The duo arrive in a standardized Bavarian terrified village whose children have been kidnapped in disturbing numbers. They quickly (quite quickly, because there’s no messing around with tedious plot or character development here) expose the involvement of a Grand Witch (Famke Janssen, who publicly stated that she took the role to pay off her mortgage) out to perform some ill-defined ritual during a rare Blood Moon. Cue a series of loosely connected action sequences that culminates with the machine-gunning of a witches’ Sabbath (seriously).

Unfortunately, it’s not as much fun as it sounds. The anachronisms, f-bombs, and schlocky Evil Dead-esque gore make it clear that this spoof of the most basic nature; that’s fine and all, but unfortunately Wirkola and co-scripter Dante Harper fail to invest any real wit into the story.
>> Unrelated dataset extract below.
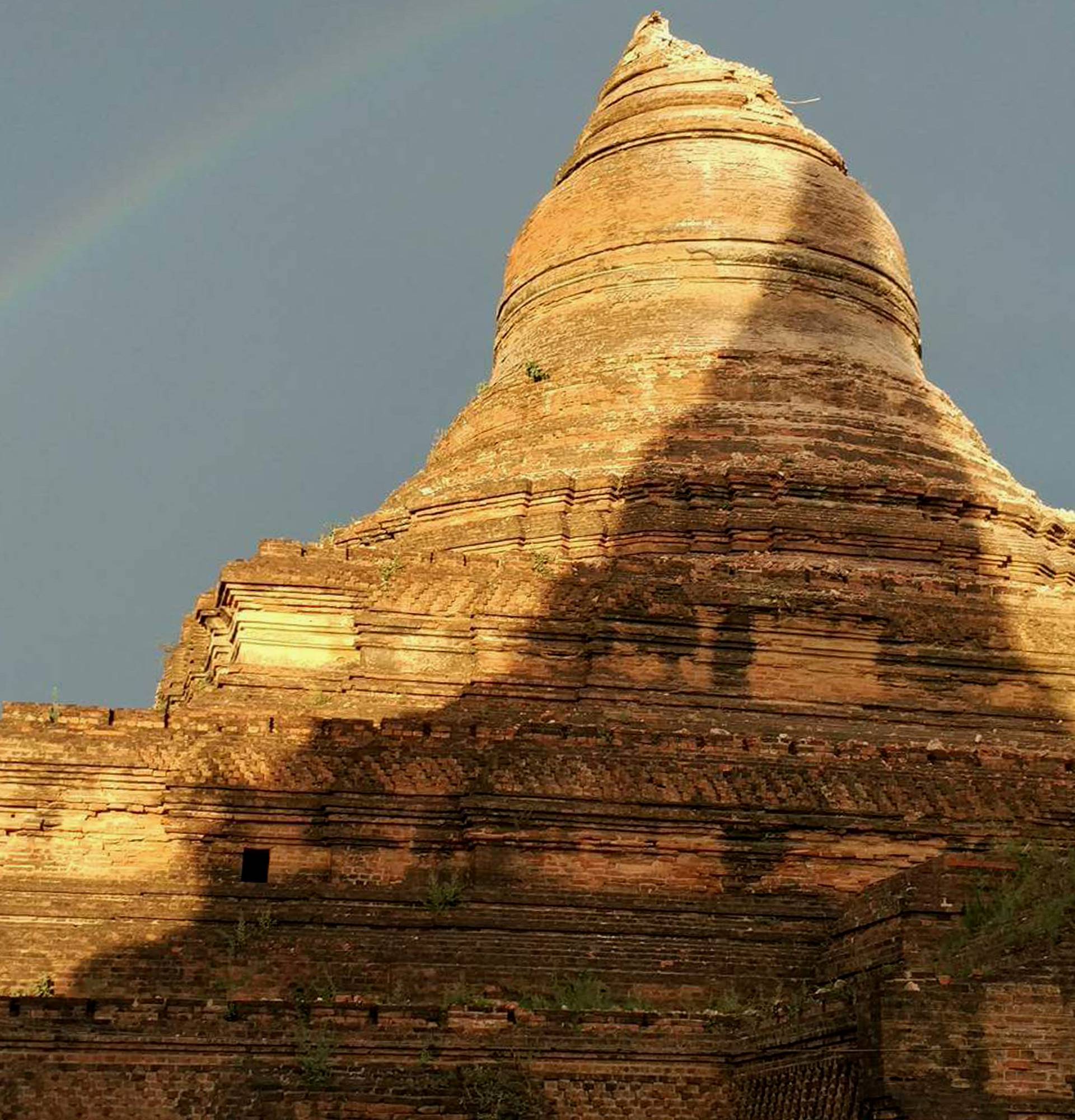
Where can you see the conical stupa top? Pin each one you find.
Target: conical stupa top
(663, 87)
(708, 472)
(705, 290)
Instead they’re content to coast on cheap laughs, a bombastic score, and a near constant barrage of over-choreographed yet incoherent violence that often carries more than a whiff of misogyny. The only clever, creative detail they put forth is a weak running gag that has Hansel as a diabetic thanks to eating to much of that damn gingerbread house as a kid.

It’s such a slack film that it makes Van Helsing look like Dr. Zhivago. If there’s one good thing about Hansel & Gretel it’s that it has a mercifully short 90-minute running time; still, it somehow manages to feel much, much longer.